Living in the age of data obsession

Information is a fundamental currency of business created from the raw material of data.

Information is a fundamental currency of business created from the raw material of data.

“Although in recent years that resource has become abundant almost beyond belief, our ability to benefit from this insight has lagged behind,” claims Tim Jennings, research analyst, Ovum.

Jennings believes that organisations must therefore scale up their information factory, accelerate their business processes, and become obsessive about applying data to all aspects of their decision-making, or risk becoming uncompetitive and irrelevant in the modern data-driven era.

“Data intensity is growing rapidly across all sectors, not only in those industries such as financial services that are information-centric by nature, but also in asset-based industries such as energy and manufacturing, and in government and public services,” Jennings adds.

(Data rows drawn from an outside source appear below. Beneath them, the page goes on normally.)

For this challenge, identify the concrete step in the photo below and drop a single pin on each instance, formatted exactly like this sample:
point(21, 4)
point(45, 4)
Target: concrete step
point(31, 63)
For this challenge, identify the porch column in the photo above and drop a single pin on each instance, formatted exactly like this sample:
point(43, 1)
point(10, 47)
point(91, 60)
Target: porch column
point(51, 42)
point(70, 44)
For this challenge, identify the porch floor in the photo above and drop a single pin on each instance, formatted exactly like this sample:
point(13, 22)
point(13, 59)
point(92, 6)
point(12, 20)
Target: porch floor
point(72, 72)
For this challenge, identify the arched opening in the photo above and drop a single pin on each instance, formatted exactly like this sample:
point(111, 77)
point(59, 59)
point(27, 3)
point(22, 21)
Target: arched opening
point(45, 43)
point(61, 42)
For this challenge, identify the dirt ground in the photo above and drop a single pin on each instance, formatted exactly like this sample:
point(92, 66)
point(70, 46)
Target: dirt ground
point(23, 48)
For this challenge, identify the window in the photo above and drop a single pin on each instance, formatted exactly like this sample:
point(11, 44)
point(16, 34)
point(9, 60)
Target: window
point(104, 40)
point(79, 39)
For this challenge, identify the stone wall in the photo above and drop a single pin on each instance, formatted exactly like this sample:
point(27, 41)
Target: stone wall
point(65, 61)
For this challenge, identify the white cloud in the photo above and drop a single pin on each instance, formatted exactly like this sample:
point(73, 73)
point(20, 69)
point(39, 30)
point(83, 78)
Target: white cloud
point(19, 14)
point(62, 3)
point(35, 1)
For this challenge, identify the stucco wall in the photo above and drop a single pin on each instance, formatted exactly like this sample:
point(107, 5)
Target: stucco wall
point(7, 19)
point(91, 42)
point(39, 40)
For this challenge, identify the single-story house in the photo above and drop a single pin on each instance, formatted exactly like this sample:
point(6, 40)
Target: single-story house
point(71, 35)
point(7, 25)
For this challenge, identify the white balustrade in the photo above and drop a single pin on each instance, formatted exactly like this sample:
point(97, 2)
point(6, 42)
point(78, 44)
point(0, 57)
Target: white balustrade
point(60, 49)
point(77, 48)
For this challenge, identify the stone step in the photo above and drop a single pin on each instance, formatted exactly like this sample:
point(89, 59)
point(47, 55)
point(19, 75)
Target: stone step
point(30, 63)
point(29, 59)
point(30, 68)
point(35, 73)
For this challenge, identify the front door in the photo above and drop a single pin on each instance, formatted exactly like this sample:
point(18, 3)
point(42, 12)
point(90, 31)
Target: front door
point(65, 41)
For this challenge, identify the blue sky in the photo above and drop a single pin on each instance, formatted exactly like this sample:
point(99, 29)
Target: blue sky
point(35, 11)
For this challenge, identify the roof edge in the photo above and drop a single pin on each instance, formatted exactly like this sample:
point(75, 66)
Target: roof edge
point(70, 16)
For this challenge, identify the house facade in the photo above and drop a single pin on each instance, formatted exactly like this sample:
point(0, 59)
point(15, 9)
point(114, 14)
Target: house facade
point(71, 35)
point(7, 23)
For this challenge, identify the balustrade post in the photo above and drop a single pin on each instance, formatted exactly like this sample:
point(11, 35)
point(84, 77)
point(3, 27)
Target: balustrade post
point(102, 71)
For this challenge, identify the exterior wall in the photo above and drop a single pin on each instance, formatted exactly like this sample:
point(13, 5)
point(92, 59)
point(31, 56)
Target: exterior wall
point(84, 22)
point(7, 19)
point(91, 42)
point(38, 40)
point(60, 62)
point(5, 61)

“At the centre of this shift is the customer or citizen, who has become a focal point and organising principle for many organisations, working backwards from the end goal of an excellent customer experience to define the supporting activities that this requires.”

For best-in-class businesses, Jennings believes the obsession with data entails its application to every aspect of their operations, from the optimisation of business processes, through to decision support for more complex strategic problems.

It involves interrogating as wide a range of sources as possible, both internal and external, structured and unstructured, and delivering the resulting insight at a speed that can match or even accelerate those operational and decision-making processes.

Increasingly this requires real-time or near real-time data analysis and presentation, which has significant implications for the data to insight process.

“There is a big caveat here though,” Jennings adds, “however powerful the technology deployed, if the organisation does not also upgrade its foundational data management processes and its information management strategy to match, then the outcome will at best be indiscriminate and at worst chaotic.

“From a strategy perspective, organisations must define their information needs and capabilities in support of business objectives, while data management processes must be sufficiently robust so that insight can be generated from data in a systematic and repeatable fashion.”